Zeit ist relativ und egal, die Nacht dann, wenn man den Tag dazu ausruft: Von seinem Ottakringer Studio aus sorgte das DJ-Duo für den schlau zusammenschlawinerten sogenannten "Downtempo-Boom", der im Wesentlichen aus dem guten alten österreichischen Beharren auf Gemächlich- und Gemütlichkeit sowie nur keiner Aufregung bestand und Schnitzelland zurück auf die globale Poplandkarte brachte.
"Lost Album"
Die ästhetisierte wie ästhetisch schlank gehaltene Mischung aus verschleppten Beats mit von Vinylknistern begleiteten Samples von lateinamerikanischer Querflöten-Leichtigkeit und Sperrstunden-Kontrabass aus historischen Jazzkellern, ergänzt um das Tagedieben eigene Gefühl der Tiefenentspanntheit (die Beine hoch!), sie führte aber zu einem: Kruder & Dorfmeister sollten international bald erfolgreich und ausgelastet genug sein, um, nun ja, mutige Karriereentscheidungen wie die Absage auf Remix-Anfragen von David Bowie, U2 oder Sade zu fällen und selbst eher keine Zeit mehr zu haben. Dafür sorgten dann aber doch abgelieferte Auftragsarbeiten für Madonna und Depeche Mode für den nötigen Finanzpolster und späteren "Legendenstatus".
22 Jahre nach ihrer letzten tatsächlichen Veröffentlichung in Form der "K & D Sessions" ist es also nur konsequent, dass Kruder & Dorfmeister auch jetzt nicht mit neuem Material zurückkehren, sondern die Zeit mit dem im Jahr 1995 entstandenen und heute als "Lost Album" verkauften "neuen" Album "1995" (G-Stone/Edel) anzuhalten versuchen.
Während alles Tiefenentspannte im echten Leben zugunsten der Hektomatikwelt längst wegrationalisiert wurde, bewegt man sich hier also spürbar noch einmal abseits von Raum und Zeit.

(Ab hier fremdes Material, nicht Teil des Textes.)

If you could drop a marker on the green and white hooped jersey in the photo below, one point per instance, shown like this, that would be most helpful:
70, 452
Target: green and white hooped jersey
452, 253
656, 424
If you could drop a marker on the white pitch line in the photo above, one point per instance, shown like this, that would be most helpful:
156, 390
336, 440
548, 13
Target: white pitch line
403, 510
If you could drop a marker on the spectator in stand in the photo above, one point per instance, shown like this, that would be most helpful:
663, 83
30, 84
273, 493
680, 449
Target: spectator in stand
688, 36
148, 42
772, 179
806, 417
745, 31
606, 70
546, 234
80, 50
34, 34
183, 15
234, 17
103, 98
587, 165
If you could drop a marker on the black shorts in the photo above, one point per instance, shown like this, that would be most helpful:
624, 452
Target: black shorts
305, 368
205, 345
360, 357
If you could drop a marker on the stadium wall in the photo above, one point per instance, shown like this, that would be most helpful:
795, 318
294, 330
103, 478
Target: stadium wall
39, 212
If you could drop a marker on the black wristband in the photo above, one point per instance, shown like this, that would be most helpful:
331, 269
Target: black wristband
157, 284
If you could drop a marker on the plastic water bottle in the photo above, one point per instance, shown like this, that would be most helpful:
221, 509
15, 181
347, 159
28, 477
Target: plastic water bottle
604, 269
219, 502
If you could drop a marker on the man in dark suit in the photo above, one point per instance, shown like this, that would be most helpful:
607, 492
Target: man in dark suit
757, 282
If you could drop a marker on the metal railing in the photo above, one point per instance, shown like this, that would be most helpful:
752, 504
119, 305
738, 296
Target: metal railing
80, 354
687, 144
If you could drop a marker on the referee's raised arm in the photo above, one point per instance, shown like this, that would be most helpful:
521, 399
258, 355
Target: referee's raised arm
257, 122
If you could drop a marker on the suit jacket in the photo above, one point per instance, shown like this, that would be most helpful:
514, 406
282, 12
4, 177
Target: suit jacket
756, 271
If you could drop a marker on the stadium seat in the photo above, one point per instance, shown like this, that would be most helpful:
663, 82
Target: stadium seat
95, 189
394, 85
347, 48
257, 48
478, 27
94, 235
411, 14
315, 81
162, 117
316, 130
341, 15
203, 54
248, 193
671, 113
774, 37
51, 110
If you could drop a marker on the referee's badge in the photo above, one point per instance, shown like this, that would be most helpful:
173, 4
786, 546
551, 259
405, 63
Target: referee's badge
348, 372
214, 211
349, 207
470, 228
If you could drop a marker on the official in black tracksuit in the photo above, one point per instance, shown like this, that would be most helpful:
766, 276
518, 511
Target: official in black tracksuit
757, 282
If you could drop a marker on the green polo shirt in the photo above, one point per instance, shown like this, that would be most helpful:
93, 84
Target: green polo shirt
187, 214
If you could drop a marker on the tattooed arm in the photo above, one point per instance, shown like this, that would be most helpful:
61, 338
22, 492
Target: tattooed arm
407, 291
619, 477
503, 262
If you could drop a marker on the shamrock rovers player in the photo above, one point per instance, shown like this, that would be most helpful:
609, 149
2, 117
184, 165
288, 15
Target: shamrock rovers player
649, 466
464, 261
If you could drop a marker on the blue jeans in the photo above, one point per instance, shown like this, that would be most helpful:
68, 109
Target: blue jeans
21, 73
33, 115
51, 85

Alles klingt wie immer, hudeln gilt nicht - und überhaupt: Chillts amoi! Das ist in seiner smoothen Schöngeistigkeit natürlich gut anzuhören. Allerdings beginnt man sich auch recht bald zu fragen, ob das alles immer schon so verdammt glatt-bieder nach akustischem Spa-Bereich geklungen hat. Drogen sind übrigens Schnee von gestern, zu dieser Musik macht man heute Pilates.
Das nun vorliegende Debütalbum der "literarisch-liturgischen" Band Gebenedeit lässt sich nicht nur im direkten Vergleich als radikaler Gegenentwurf hören. Auf "Missgeburt. Macht eine Messe!" (Problembär/Rough Trade) schließt das Trio um die auch als Mitglied der feministischen Burschenschaft Hysteria bekannte Wahlwiener Schriftstellerin Lydia Haider das Baugerüst des Gottesdienstes samt Kirchenlied-Überresten mit einer Ästhetik kurz, die man so oder so ähnlich eher aus der alternativen skandinavischen Kirchenanzündermusik kennt. Zwischen Heimorgelgrundierung, wuchtigem Schlagzeug und grobschlächtigen Fuzzgitarren hört man ketzerische Kellerpredigten mit Haider als orgien-mysterisch gestimmter Apostolin des Untergangs und des Verderbens.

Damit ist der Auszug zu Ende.